In general, for fuel cell system 104, power generation is increased by raising fuel and air flow to the fuel cell in proportion to the stoichiometric ratios dictated by the equations listed above. Thus, control system 112 may monitor, among other things, the output power of power generation module 124 and/or the thermal energy output, and based on the monitored output power and voltage of the fuel cell, estimate the fuel and air flows required to satisfy the power demand by the thermal or electrical load of the structure.
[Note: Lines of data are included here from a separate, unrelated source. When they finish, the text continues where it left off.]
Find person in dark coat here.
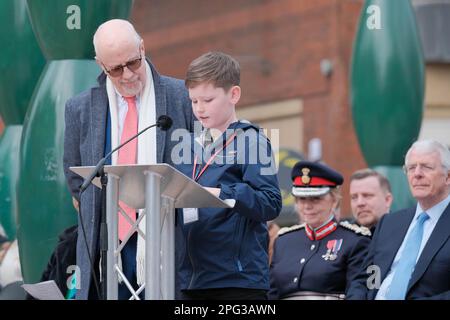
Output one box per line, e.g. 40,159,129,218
269,161,370,300
177,52,281,300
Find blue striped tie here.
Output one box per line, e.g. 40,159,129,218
386,212,429,300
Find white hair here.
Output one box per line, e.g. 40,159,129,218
405,140,450,171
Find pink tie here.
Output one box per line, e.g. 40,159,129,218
117,97,138,240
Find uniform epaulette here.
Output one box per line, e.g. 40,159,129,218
339,221,372,237
278,223,305,236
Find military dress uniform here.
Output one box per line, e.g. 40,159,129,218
269,219,370,299
269,161,371,300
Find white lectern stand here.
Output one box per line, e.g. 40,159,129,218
70,164,233,300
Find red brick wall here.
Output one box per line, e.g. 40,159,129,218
131,0,365,214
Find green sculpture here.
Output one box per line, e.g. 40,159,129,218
351,0,424,166
0,0,45,239
17,0,132,282
351,0,425,210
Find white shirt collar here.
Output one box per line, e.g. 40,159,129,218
414,194,450,222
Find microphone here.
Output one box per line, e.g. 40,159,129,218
80,115,173,194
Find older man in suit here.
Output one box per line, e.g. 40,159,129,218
347,140,450,300
64,19,194,299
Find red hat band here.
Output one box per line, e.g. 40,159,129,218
294,176,336,187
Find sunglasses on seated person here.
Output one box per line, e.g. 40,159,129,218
102,55,142,78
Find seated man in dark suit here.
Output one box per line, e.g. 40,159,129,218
347,140,450,300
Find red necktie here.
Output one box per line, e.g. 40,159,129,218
117,97,138,240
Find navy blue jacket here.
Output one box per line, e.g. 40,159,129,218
177,122,281,290
348,206,450,300
269,222,370,299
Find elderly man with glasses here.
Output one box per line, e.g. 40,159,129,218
64,19,194,299
347,140,450,300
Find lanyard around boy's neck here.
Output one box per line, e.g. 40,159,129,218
192,132,237,181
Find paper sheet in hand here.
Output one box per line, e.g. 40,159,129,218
22,280,64,300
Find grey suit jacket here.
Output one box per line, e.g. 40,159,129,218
64,61,194,299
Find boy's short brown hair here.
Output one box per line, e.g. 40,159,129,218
184,51,241,90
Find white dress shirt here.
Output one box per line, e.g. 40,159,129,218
116,90,141,141
375,195,450,300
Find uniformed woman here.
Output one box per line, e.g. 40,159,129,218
269,161,370,300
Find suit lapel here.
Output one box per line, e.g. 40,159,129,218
380,207,416,280
154,63,167,163
90,86,108,164
408,205,450,290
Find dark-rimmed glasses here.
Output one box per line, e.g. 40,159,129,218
102,54,142,78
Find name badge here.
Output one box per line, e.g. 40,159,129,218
183,208,198,224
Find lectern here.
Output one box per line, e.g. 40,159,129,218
70,164,234,300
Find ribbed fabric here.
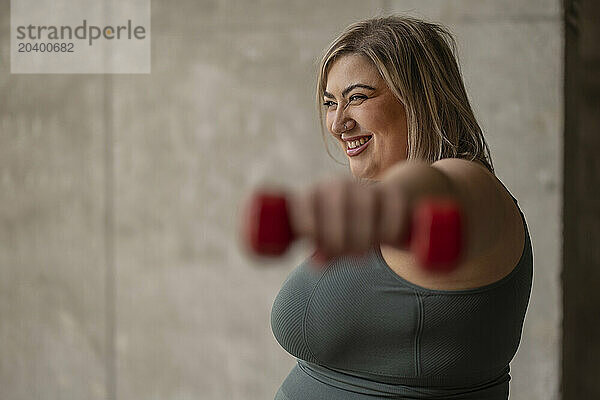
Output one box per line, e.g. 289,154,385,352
271,192,533,400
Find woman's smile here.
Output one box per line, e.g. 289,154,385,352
344,135,373,157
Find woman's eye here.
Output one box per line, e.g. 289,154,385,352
350,94,367,102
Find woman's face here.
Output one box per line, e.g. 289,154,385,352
323,54,408,180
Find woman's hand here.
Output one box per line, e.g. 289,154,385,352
290,178,409,261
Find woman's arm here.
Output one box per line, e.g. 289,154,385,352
291,159,520,268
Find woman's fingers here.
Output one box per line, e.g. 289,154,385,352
290,179,407,258
313,180,350,255
311,179,381,256
346,184,380,253
378,185,409,246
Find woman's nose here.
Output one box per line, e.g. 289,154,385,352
331,114,356,135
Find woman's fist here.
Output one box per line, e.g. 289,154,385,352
288,178,409,258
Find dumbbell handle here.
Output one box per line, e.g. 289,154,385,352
243,192,464,271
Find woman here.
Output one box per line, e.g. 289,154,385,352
271,16,533,400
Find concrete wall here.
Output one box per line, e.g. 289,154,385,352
0,0,562,400
561,0,600,400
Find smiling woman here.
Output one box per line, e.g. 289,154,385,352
271,16,533,400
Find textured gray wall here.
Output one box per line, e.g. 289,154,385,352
0,0,562,400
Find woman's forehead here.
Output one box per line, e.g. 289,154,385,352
325,54,381,93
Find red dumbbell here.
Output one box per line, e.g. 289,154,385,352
243,192,463,271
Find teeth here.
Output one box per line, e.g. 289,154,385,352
347,137,369,149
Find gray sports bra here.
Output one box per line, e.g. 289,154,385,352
271,193,533,400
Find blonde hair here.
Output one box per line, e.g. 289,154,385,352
316,15,494,173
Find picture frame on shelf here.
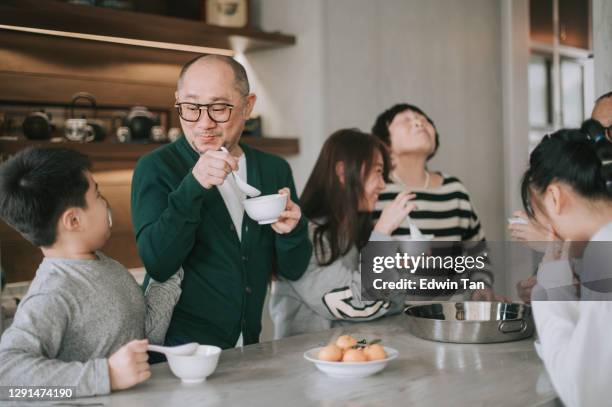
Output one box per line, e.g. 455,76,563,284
204,0,250,28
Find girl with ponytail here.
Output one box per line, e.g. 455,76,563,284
521,130,612,406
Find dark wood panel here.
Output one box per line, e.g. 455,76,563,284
0,72,175,109
0,137,299,163
0,0,295,52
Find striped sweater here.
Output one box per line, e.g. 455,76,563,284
373,173,493,286
374,174,485,242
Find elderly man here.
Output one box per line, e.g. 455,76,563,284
132,55,312,348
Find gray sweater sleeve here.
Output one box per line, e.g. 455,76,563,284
0,293,110,397
145,268,184,345
290,232,404,321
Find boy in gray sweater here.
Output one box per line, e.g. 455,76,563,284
0,148,182,397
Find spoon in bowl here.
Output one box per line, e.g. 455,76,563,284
147,342,199,356
221,146,261,198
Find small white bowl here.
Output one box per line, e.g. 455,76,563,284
242,194,287,225
304,346,398,379
166,345,221,384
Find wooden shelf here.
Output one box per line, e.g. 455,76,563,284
0,0,295,53
0,136,300,170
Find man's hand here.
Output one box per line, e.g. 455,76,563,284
374,191,416,236
108,339,151,390
271,188,302,235
508,211,550,253
191,150,238,189
516,276,538,304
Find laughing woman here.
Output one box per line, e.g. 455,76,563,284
522,130,612,406
270,130,414,338
372,104,493,300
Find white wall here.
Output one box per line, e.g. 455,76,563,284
247,0,512,340
592,0,612,97
246,0,504,240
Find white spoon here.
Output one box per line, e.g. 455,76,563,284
221,146,261,198
147,342,200,356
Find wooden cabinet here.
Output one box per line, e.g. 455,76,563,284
529,0,591,49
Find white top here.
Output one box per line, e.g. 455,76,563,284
532,223,612,407
217,154,247,239
217,154,247,347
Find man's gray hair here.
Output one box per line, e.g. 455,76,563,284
177,54,250,96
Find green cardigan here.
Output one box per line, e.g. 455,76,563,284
132,137,312,349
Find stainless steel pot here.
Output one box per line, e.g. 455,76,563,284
404,301,534,343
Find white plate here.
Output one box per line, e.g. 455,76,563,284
304,346,398,378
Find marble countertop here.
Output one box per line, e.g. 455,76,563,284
87,315,558,407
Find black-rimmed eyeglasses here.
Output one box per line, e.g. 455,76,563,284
174,103,234,123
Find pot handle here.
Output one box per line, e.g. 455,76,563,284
70,92,98,119
498,319,527,334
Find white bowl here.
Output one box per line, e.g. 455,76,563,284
242,194,287,225
166,345,221,384
304,346,398,379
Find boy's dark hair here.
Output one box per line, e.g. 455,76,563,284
372,103,440,160
0,147,91,247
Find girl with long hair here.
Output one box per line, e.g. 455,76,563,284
270,129,414,338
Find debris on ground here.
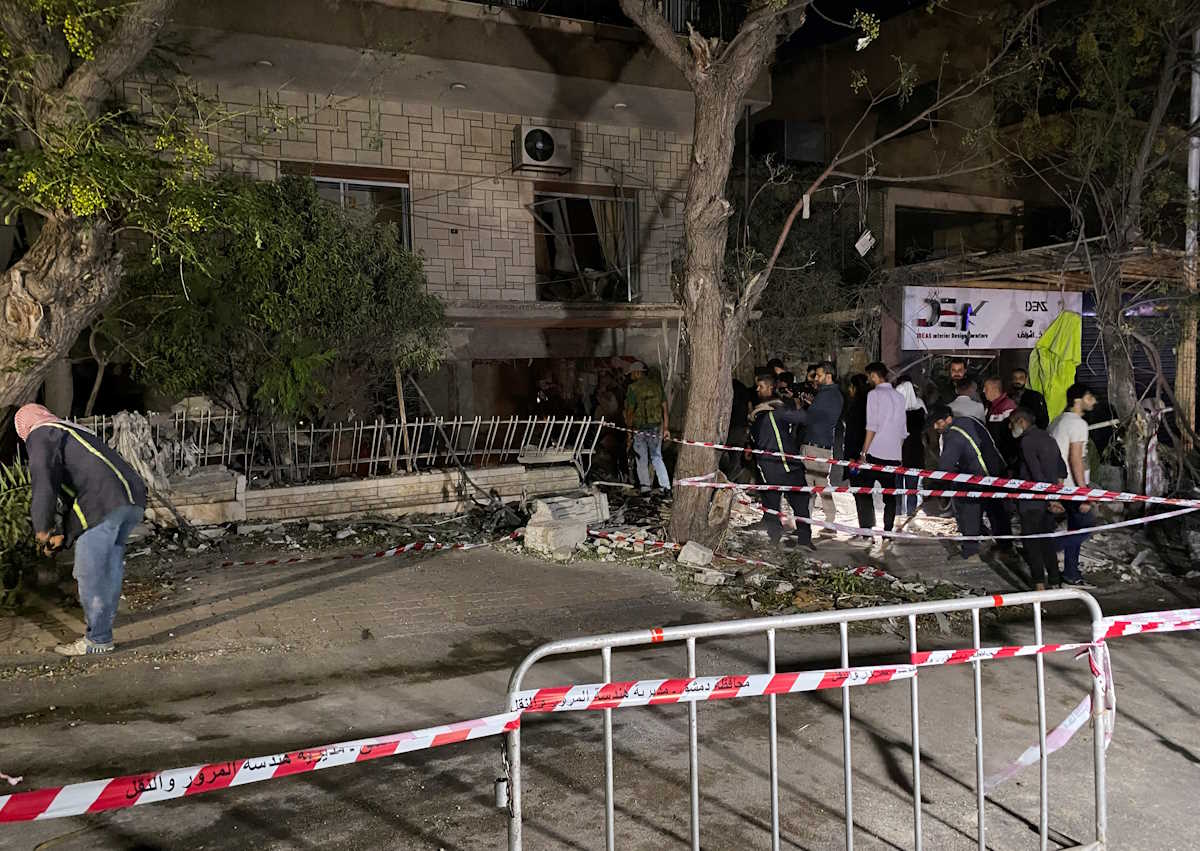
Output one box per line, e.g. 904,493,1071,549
676,541,713,568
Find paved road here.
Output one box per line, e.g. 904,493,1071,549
0,551,1200,851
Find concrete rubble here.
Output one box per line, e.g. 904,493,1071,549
676,541,713,568
524,491,611,561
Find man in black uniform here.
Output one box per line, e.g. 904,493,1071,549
14,404,146,657
1008,367,1050,430
1008,408,1067,591
929,404,1013,564
750,376,816,550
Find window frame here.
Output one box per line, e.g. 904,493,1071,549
526,180,642,304
278,160,413,251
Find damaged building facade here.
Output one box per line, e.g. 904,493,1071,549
163,0,769,418
751,2,1183,405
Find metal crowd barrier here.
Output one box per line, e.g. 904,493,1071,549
70,409,605,484
502,589,1108,851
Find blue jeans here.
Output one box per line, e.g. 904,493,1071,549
72,505,145,645
634,431,671,491
1062,503,1099,582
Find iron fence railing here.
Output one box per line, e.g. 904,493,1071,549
458,0,705,36
497,588,1108,851
70,410,605,484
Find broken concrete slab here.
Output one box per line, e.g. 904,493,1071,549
677,541,713,568
529,491,611,523
524,520,588,558
691,568,730,587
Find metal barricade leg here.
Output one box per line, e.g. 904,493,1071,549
506,727,521,851
1033,603,1050,851
838,623,854,851
600,647,617,851
908,615,922,851
971,609,988,851
688,639,700,851
767,629,779,851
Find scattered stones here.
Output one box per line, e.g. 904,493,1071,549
691,568,730,587
238,523,283,535
677,541,721,566
524,520,588,561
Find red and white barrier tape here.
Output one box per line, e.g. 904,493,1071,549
512,665,917,712
0,600,1200,822
676,479,1127,503
1104,609,1200,639
764,508,1196,541
221,529,524,568
605,422,1200,508
912,642,1094,667
0,712,521,822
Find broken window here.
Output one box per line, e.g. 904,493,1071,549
895,206,1020,266
280,162,413,248
529,192,641,304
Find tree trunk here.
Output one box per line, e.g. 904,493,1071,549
0,218,121,406
1093,254,1152,493
83,360,108,419
671,84,742,546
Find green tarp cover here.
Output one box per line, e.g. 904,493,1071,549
1030,311,1084,419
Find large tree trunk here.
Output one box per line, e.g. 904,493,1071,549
671,79,744,545
0,218,121,406
1093,254,1153,493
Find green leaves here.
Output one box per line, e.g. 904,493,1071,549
110,175,444,418
0,463,34,555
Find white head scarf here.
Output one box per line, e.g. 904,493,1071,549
896,382,925,410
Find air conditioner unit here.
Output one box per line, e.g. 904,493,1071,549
512,124,571,174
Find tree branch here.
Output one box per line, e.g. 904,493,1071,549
1121,22,1180,240
59,0,179,118
620,0,695,83
0,0,71,91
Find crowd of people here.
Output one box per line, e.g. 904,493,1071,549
739,358,1097,589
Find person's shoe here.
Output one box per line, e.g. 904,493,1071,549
54,639,116,657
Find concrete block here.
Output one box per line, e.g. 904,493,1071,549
529,492,610,523
524,520,588,558
677,541,724,566
691,568,728,587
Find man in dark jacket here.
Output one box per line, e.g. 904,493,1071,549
929,406,1013,564
800,360,842,535
750,378,816,550
1008,408,1067,591
1008,367,1050,430
14,404,146,657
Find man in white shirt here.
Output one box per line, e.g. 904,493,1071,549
854,364,908,552
950,378,988,422
1048,384,1097,586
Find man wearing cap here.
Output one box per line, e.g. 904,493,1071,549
14,404,146,657
625,360,671,493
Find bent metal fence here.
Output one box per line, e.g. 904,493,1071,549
502,589,1106,851
70,409,605,483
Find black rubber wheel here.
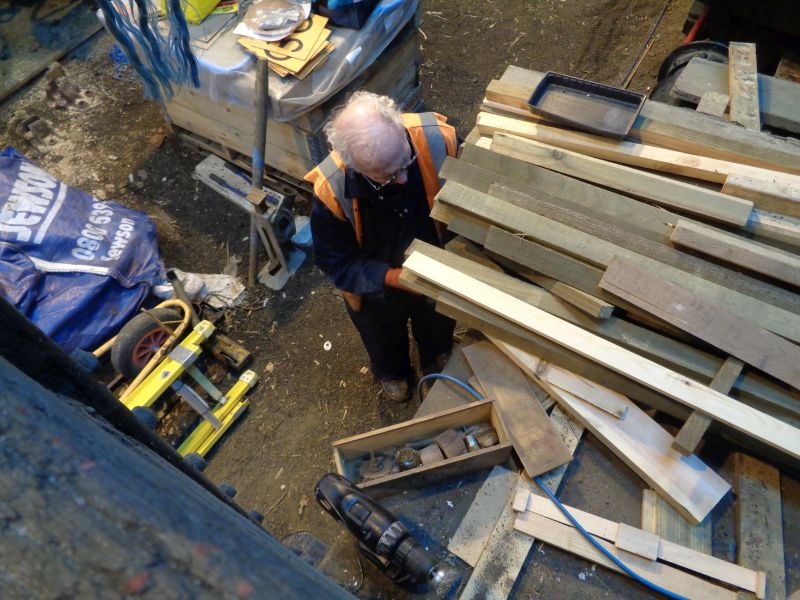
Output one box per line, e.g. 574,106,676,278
650,69,694,107
183,452,208,471
247,510,264,525
217,481,236,499
111,308,181,379
658,40,728,81
131,406,158,431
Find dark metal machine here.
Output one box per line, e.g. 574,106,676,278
315,473,447,586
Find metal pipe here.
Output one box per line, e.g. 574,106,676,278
247,60,269,286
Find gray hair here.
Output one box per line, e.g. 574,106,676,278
324,91,403,168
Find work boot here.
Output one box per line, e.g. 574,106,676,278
381,379,409,402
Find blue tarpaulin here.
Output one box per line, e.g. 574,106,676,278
0,148,165,352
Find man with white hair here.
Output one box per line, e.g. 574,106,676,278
305,92,457,400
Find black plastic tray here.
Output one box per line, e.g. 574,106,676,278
528,71,645,138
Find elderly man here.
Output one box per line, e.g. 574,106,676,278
306,92,456,400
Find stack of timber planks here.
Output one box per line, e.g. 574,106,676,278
166,19,419,180
401,67,800,598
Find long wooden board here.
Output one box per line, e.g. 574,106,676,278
600,258,800,388
734,452,786,600
489,335,630,419
489,184,800,314
477,112,797,190
514,490,764,598
728,42,761,131
641,490,713,554
672,356,744,454
672,57,800,133
450,144,800,251
496,341,730,523
487,65,800,173
464,342,572,477
401,241,800,426
437,181,800,341
671,220,800,286
492,133,753,226
722,172,800,217
447,466,518,567
514,512,736,600
403,252,800,460
460,406,583,600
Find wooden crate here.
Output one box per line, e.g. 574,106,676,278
333,401,512,498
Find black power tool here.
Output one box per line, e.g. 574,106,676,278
315,473,445,586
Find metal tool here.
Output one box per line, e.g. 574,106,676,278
315,473,447,585
247,60,305,290
194,154,306,290
358,454,392,481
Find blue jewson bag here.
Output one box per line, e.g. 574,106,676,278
0,148,165,352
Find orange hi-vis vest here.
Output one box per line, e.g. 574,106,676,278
304,112,456,245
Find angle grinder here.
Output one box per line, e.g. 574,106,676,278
315,473,460,589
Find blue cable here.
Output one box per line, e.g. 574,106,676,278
417,373,687,600
533,477,687,600
417,373,483,400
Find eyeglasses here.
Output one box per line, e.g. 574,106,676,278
363,152,417,192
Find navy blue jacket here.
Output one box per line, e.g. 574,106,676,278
311,162,440,294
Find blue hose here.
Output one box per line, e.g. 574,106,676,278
533,477,687,600
417,373,483,400
417,373,687,600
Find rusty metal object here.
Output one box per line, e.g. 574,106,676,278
433,429,467,458
464,433,481,452
394,448,422,471
470,423,500,448
419,444,444,467
44,62,95,110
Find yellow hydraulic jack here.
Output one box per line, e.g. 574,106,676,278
123,321,258,457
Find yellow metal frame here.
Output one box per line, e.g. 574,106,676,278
178,370,258,456
122,321,215,410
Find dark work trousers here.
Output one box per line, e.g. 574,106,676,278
345,289,456,380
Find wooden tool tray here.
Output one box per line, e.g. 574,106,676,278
333,401,511,497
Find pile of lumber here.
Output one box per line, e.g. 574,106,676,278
401,67,800,597
166,19,419,183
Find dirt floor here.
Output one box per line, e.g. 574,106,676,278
9,0,780,592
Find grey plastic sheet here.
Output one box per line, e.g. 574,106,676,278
187,0,418,121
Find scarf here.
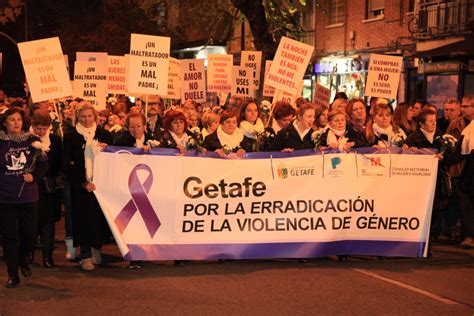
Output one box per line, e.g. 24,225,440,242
169,131,189,147
217,125,244,149
420,127,435,144
135,134,145,148
30,126,51,148
293,120,311,141
326,128,349,150
272,119,281,134
240,118,265,139
76,123,100,182
461,120,474,155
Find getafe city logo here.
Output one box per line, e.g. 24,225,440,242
278,163,288,179
278,163,316,179
325,156,344,178
360,156,385,177
115,164,161,238
331,157,341,170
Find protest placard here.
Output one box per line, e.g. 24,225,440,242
365,54,403,99
76,52,109,63
107,55,129,94
263,60,275,97
313,83,331,108
18,37,72,102
231,66,255,98
165,57,181,99
273,80,303,107
240,51,262,90
180,59,206,102
207,54,234,93
128,34,171,95
266,37,314,95
74,61,108,110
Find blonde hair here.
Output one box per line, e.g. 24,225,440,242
75,101,98,122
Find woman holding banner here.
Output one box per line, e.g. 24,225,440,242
393,103,416,136
115,112,153,150
406,108,451,244
30,110,63,268
346,98,369,133
160,110,199,153
270,102,316,152
0,107,48,288
365,103,407,149
320,110,368,151
202,110,252,157
239,99,265,151
64,101,112,271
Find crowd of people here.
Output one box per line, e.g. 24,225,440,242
0,87,474,287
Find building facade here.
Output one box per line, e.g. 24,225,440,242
301,0,474,106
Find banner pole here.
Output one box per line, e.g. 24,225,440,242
145,94,148,119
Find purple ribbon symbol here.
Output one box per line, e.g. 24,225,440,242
115,164,161,238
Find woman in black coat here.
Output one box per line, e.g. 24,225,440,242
64,101,112,271
30,110,62,268
320,110,369,150
202,110,252,157
270,103,316,152
159,110,205,153
115,112,154,150
405,108,449,241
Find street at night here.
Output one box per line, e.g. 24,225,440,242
0,226,474,315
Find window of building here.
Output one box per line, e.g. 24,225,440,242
329,0,345,25
367,0,385,19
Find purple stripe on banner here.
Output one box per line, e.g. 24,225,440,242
104,146,438,159
124,240,425,260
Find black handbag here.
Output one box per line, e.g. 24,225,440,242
41,176,56,193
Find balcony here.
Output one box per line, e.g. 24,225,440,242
410,0,474,40
301,30,316,46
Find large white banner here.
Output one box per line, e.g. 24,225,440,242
128,33,171,95
94,147,438,260
17,37,72,102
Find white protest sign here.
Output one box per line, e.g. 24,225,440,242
74,61,108,110
18,37,72,102
128,34,171,95
313,83,331,107
263,60,275,97
240,51,262,89
107,55,129,94
181,59,206,102
76,52,108,63
266,37,314,94
207,54,234,93
365,54,403,99
273,81,303,107
165,57,181,99
231,66,255,98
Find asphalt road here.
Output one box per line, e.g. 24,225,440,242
0,226,474,315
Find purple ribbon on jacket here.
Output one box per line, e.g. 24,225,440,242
115,164,161,238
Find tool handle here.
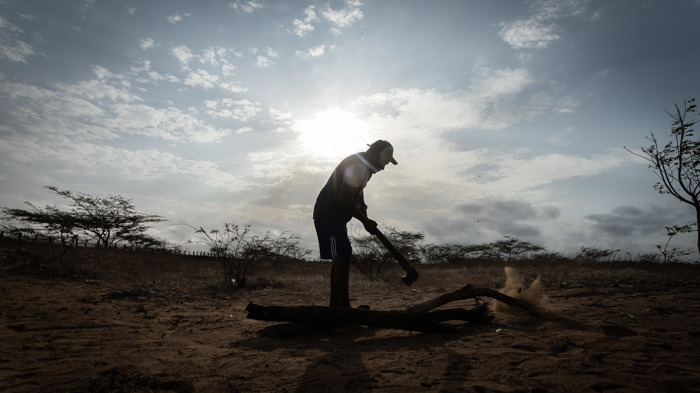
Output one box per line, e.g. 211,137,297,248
374,229,415,272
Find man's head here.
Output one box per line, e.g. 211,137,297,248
367,139,398,171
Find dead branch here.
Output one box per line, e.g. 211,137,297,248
407,285,541,318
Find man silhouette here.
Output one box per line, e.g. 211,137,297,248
313,140,397,308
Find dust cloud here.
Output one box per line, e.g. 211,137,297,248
493,266,547,313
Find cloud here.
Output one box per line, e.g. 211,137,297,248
0,16,35,63
166,13,191,25
321,0,364,34
205,98,263,122
296,45,326,58
498,0,595,49
139,38,156,50
293,5,319,37
585,206,691,238
498,19,561,49
129,60,180,83
184,69,219,89
255,55,275,68
171,45,194,70
0,71,231,143
229,0,263,14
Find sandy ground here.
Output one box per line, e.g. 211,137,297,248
0,254,700,393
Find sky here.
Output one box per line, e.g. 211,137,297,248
0,0,700,259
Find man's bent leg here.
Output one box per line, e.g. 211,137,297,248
330,257,350,308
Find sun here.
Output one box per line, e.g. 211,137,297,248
296,108,373,160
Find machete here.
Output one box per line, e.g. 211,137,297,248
374,228,418,287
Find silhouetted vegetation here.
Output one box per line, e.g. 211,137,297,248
625,98,700,252
195,222,310,287
2,186,165,248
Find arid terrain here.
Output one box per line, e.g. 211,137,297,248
0,244,700,393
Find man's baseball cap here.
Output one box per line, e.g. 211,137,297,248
368,139,399,165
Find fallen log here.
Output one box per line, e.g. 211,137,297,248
246,302,459,333
406,285,542,318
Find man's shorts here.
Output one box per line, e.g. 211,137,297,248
314,220,352,259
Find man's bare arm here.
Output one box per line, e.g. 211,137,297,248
338,182,377,234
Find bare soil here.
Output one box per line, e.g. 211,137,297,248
0,243,700,393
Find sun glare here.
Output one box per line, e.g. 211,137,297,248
297,108,373,159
As briefly discussed above, CCHP system 100 may provide power to a load, such as a load that is formed from residential appliances and electrical devices that may be selectively turned on and off to vary the power that is demanded. Thus, in some applications the electric load required of CCHP system 100 may not be constant, but rather the power that is consumed by the load may vary over time and/or change abruptly. Moreover, thermal loads required by the structure, such as heating requirements in the fall and winter months or cooling requirements in the summer, with or without electric load demands, may place different demands on the CCHP system 100. The availability of power and thermal capacity from CCHP system 100 is controlled by control system 112.

Another embodiment of a CCHP system, CCHP system 600, is shown in FIG. 7. In this embodiment, CCHP 600 includes the primary components of CCHP 100 (not labeled for clarity) in a single structure or enclosure 604, which can be sized and configured to drop in as a replacement for a traditional heating, cooling, and water heating unit. Auxiliary components, such as auxiliary heating equipment 608, auxiliary power equipment 612, and auxiliary cooling equipment 616, while including items such as duct work for distributing heated air throughout a structure, are each also typically designed and configured such that the CCHP 600 is not “over-designed”. For example, CCHP 600 may be designed to heat the structure in which it resides on all but the 5% of coldest days and to rely on the auxiliary heating equipment 608 to provide the additional heat on those days. In this way, CCHP 600 is not overdesigned by being sized to handle all possible heating loads. Similarly, CCHP 600 need not be designed to meet all possible cooling or power loads, as auxiliary cooling equipment 616 and auxiliary power equipment 612 can assist during peak demand times.

Among the advantages of one or more of the exemplary CCHP systems as described herein are:

1. The CCHP system can allow for high utilization (approaching, and at times including, 100%) of the fuel cell, allowing for substantial use of the electric and thermal power during varying electric and thermal load conditions. In an exemplary embodiment, the CCHP system can allow utilization of the fuel cell approaching 100%.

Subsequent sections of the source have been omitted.